Stab magazine was too good or maybe too strange to last, but it lasted way longer than it probably should have. Rielly and cofounder Sam McIntosh had a major and never-mended falling out; in 2014, Derek went on to cofound BeachGrit, which has all of the humor of Stab but none of the flash or fine detail; McIntosh wisely and deftly steered Stab out of print into the handsome but mainstream finger-on-pulse website you see here.
I don’t miss Stab, exactly. It was very much a creation of, and a force behind, the period in which it lived.

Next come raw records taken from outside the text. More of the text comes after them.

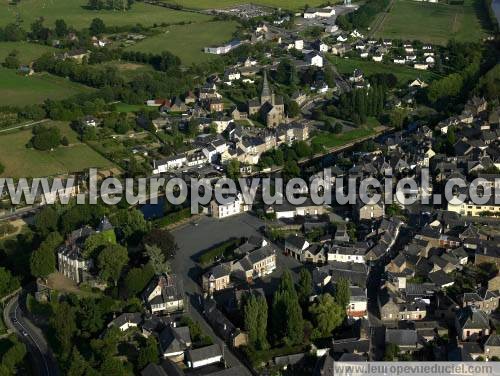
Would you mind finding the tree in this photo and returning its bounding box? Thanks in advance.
[35,205,59,237]
[137,336,159,369]
[68,346,89,376]
[55,20,68,38]
[0,335,27,375]
[89,18,106,36]
[31,126,61,151]
[226,159,241,180]
[51,302,77,359]
[272,270,304,345]
[97,244,128,286]
[309,293,345,338]
[335,277,351,309]
[100,357,131,376]
[297,268,313,307]
[124,263,155,296]
[145,244,170,275]
[0,267,19,298]
[110,208,150,248]
[142,228,178,260]
[3,50,21,69]
[30,232,63,278]
[244,294,269,351]
[332,121,344,134]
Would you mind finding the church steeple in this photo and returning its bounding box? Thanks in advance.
[260,71,273,105]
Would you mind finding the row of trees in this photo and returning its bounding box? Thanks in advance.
[87,0,134,10]
[337,0,390,30]
[243,268,350,352]
[335,85,386,124]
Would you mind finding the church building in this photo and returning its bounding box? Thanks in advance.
[248,71,285,128]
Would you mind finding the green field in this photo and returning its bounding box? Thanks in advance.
[374,0,486,44]
[0,0,210,30]
[311,118,380,149]
[0,122,114,178]
[0,67,92,106]
[128,21,238,65]
[170,0,328,10]
[0,42,56,64]
[328,55,438,84]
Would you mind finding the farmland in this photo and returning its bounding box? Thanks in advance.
[0,122,114,178]
[166,0,326,10]
[374,0,486,44]
[128,21,238,65]
[0,0,210,29]
[0,42,55,64]
[328,55,438,84]
[0,67,91,106]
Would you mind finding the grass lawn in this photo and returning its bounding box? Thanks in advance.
[128,21,238,65]
[0,122,115,178]
[0,42,55,64]
[115,102,146,112]
[0,0,210,30]
[0,67,92,106]
[328,55,438,84]
[165,0,328,10]
[311,118,380,149]
[375,0,486,44]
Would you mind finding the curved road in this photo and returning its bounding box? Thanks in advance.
[3,295,59,376]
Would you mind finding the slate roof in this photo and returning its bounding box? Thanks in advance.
[187,344,222,362]
[457,307,490,329]
[385,329,418,346]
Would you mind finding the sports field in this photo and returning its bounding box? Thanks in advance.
[128,21,238,65]
[0,42,55,64]
[0,122,114,178]
[165,0,326,10]
[0,0,210,30]
[373,0,486,44]
[328,55,438,84]
[0,67,92,106]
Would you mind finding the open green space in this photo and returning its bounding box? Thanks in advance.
[0,0,210,30]
[165,0,328,10]
[0,122,115,178]
[328,55,439,84]
[128,21,238,65]
[0,42,56,64]
[311,118,380,149]
[0,67,92,106]
[374,0,486,44]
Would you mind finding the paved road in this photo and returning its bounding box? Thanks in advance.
[4,295,59,376]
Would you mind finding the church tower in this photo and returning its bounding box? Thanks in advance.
[260,71,274,105]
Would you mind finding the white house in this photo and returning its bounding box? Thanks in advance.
[413,63,429,70]
[306,52,323,68]
[424,56,436,64]
[210,193,244,219]
[304,6,335,19]
[294,39,304,51]
[186,344,222,368]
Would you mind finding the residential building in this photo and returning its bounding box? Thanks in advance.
[142,274,184,314]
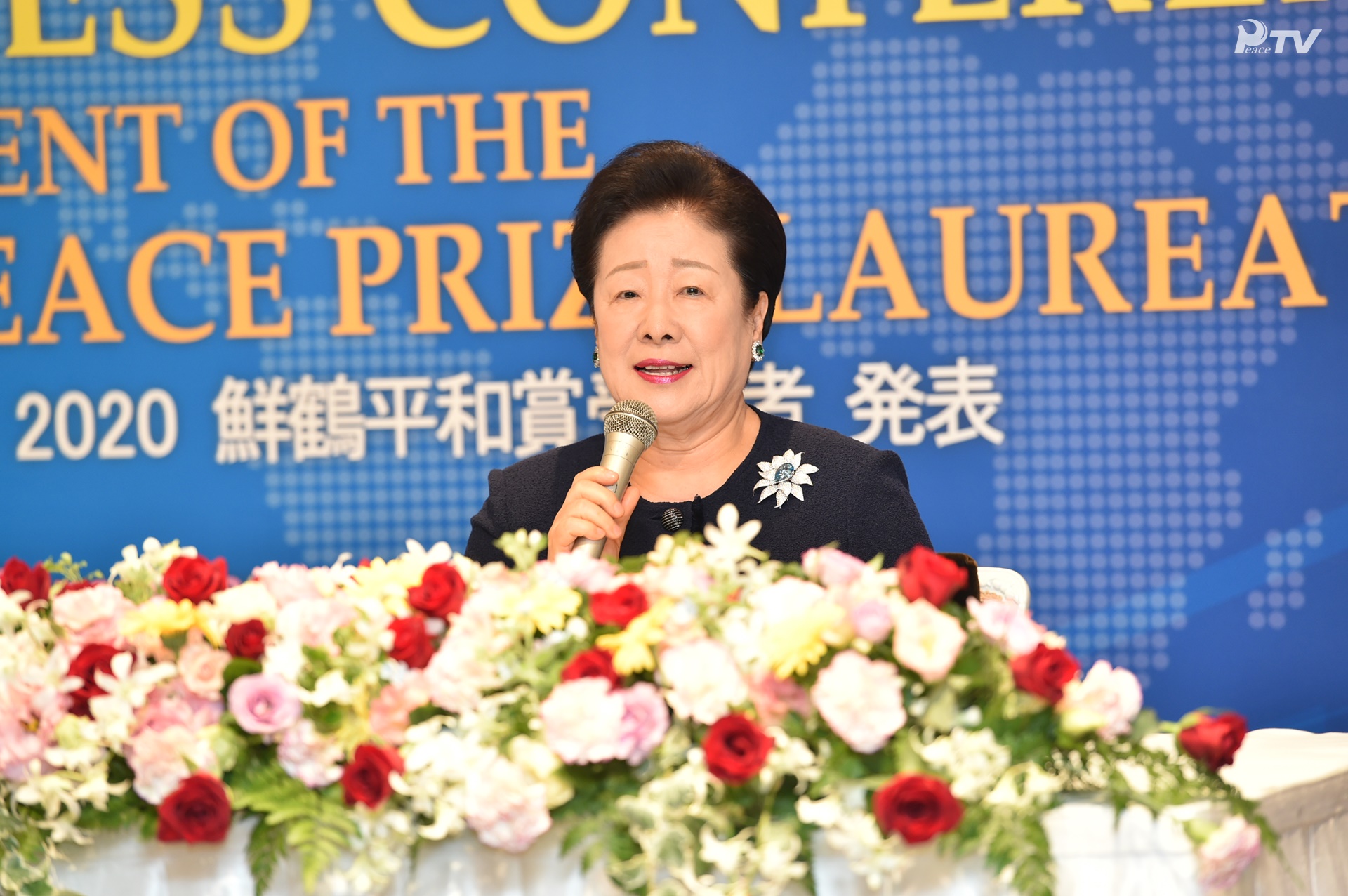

Like a lot of great things—Led Zeppelin, Happy Days, Elgin Baylor—the print version of Stab hung on a little too long, or at least didn’t quite go out on its own fizzy terms. I do find myself wishing that something else would come along, another bolt from the surf-media blue. Not a replacement for Stab, but something with Stab-like ambition and layers and confidence and verve. But I suspect the sport has outgrown or evolved or devolved to a point where a project like that could take root and flourish. I hope I’m wrong.
Stab is not the “Last Surf Magazine,” as my original and overwrought title for today’s Joint stated before I erased and started over. It is not even the last surf magazine I’ve enjoyed or learned from or otherwise valued.
But Stab is the last surf magazine I devoured.